A San Cipirello è stato approvato lo stralcio di progetto redatto dalla società SRR Palermo provincia ovest scpa, per il nuovo affidamento del servizio di raccolta e smaltimento dei rifiuti, relativo al lotto nord, nel quale rientrano pure i comuni di Monreale e San Giuseppe Jato.
Il via libera è arrivato nei giorni scorsi con la presa d'atto del consiglio comunale.
Previsto un aumento del costo per l'espletamento del servizio che passa dagli attuali 2 milioni e 300 Mila euro a circa 5 milioni di euro in 6 anni e questo non ostante il comune risulti tra quelli maggiormente virtuosi nel ciclo dei rifiuti, con percentuali di differenziata che collocano l'ente ai vertici tra i comuni ricicloni.
Inevitabilmente si aspetta ora il conseguente aumento della Ta.Ri. a carico dei contribuenti, a meno ché l' amministrazione non trovi altre soluzioni per reperire risorse con le quali fronteggiare la differenza in aumento.

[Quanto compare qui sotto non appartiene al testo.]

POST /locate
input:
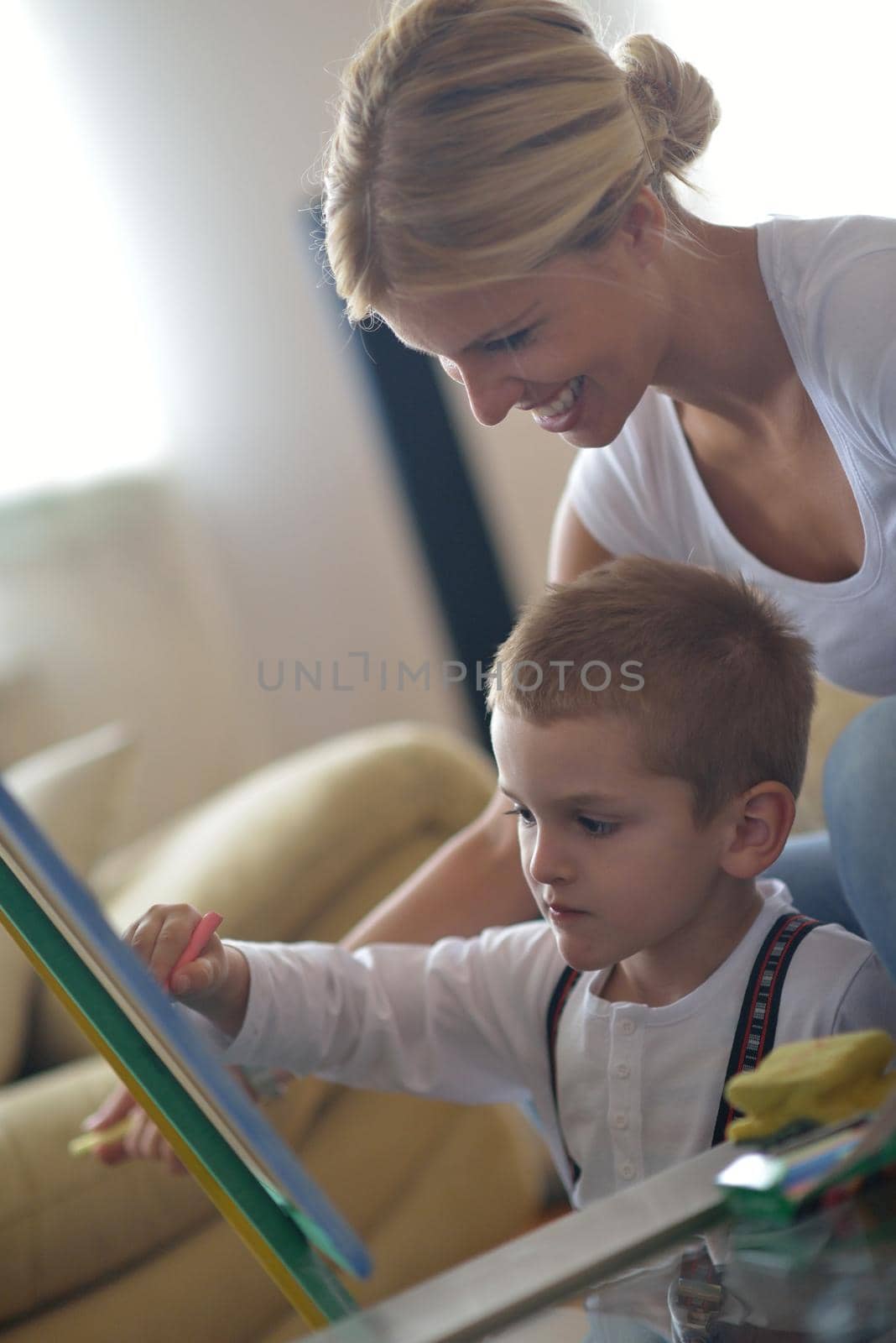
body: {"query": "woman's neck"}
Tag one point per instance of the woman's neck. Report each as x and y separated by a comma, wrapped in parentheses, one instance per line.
(726, 355)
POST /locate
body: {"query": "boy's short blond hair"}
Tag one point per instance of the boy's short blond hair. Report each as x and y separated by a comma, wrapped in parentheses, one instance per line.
(719, 682)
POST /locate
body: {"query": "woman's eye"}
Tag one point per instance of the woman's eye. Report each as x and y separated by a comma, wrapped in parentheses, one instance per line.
(597, 828)
(508, 342)
(522, 814)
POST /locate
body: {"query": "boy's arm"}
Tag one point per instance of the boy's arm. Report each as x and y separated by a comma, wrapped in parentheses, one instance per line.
(456, 1021)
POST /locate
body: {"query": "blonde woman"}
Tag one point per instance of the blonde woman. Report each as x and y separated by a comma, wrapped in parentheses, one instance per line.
(499, 190)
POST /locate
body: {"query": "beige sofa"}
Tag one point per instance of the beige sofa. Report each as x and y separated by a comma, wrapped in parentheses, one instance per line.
(300, 849)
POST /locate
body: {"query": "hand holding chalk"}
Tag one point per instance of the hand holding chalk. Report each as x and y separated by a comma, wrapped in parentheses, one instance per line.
(199, 940)
(121, 1100)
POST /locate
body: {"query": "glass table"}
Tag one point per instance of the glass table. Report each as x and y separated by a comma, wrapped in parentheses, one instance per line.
(664, 1262)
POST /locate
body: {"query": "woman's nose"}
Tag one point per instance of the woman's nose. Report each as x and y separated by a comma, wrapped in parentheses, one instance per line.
(491, 395)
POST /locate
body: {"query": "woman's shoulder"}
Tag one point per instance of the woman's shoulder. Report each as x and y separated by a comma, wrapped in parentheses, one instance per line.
(801, 259)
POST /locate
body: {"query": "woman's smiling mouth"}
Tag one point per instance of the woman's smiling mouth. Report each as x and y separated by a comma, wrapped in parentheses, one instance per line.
(564, 410)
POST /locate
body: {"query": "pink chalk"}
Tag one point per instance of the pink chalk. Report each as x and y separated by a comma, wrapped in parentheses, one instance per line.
(201, 933)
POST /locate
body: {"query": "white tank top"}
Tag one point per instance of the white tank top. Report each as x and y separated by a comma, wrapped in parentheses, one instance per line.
(833, 288)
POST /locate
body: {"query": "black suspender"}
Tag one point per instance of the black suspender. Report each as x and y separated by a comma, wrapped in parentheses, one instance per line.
(757, 1025)
(562, 990)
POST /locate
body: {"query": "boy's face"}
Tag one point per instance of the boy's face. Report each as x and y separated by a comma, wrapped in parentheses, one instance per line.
(611, 852)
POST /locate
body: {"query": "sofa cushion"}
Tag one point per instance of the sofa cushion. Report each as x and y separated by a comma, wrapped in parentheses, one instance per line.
(300, 849)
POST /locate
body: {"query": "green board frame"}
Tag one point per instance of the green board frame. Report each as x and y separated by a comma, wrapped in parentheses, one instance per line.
(212, 1127)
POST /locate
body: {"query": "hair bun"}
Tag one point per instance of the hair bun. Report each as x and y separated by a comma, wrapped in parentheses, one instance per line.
(676, 104)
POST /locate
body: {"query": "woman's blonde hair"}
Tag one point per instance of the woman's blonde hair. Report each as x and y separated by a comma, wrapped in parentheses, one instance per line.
(477, 138)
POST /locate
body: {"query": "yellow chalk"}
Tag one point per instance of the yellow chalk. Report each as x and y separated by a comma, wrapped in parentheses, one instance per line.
(98, 1137)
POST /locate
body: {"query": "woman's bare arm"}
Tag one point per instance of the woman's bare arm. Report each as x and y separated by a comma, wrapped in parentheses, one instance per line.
(475, 880)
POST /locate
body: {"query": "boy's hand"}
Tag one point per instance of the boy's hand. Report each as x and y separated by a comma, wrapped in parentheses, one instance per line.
(215, 984)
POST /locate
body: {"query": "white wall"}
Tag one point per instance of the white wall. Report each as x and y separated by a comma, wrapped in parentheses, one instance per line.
(204, 118)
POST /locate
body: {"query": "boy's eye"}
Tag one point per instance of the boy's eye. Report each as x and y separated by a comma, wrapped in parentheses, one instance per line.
(508, 342)
(598, 828)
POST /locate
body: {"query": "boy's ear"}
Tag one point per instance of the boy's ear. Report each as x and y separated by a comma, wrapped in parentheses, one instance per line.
(762, 823)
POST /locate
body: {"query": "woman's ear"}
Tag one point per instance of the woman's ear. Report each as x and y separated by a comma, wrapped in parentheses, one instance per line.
(762, 823)
(643, 230)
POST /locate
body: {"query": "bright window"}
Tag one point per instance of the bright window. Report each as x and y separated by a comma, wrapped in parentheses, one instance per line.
(80, 396)
(806, 91)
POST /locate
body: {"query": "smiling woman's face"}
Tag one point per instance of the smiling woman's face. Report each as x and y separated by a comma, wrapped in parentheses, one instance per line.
(576, 342)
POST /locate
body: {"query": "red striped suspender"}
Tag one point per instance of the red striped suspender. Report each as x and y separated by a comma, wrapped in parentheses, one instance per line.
(757, 1024)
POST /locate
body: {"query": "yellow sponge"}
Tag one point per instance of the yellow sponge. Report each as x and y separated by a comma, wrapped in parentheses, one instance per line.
(822, 1080)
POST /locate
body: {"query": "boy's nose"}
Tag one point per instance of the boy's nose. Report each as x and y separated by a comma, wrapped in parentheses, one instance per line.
(548, 865)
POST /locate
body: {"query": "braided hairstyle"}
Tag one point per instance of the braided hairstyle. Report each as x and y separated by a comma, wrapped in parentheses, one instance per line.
(477, 138)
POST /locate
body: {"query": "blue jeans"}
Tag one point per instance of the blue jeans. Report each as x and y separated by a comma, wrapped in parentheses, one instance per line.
(847, 873)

Altro fattore che doveva giocare un ruolo importante nel contenimento dei costi è la presenza del CCR comunale, che probabilmente non produce i benefici, in termini di riduzione dei costi, che dovrebbe produrre.
L' aumentato dei costi però appare poco giustificabile con la semplice inflazione dei prezzi legati ai costi vivi che le imprese appaltatrici dovrebbero sostenere per l' espletamento del servizio, così come dichiarato dai tecnici della SRR, ancor meno se si considera che in alcuni comuni l' aumento è stato scongiurato. È il caso del comune di Lercara Friddi, che rientra nello stesso piano ma in un lotto diverso.
Il comune guidato da Luciano Marino, non solo non ha visto aumentare il costo del servizio ma è riuscito a ridurre le spese di circa 200 mila euro rispetto al piano del 2017.
A sollevare dubbi sulla congruità della previsione dei costi e quindi sullo sproporzionato aumento è stato il consigliere d'opposizione Giovanni Randazzo che preannuncia un' interpellanza per chiedere come l' amministrazione intende far fronte al previsto aumento, se sono previsti aumenti delle tariffe a carico dei cittadini o se, rispetto a quanto preannunciato, intende valutare possibili iniziative per scongiurare un aumento delle attuali tariffe che sarebbe un duro colpo per le economie familiari e per le imprese locali.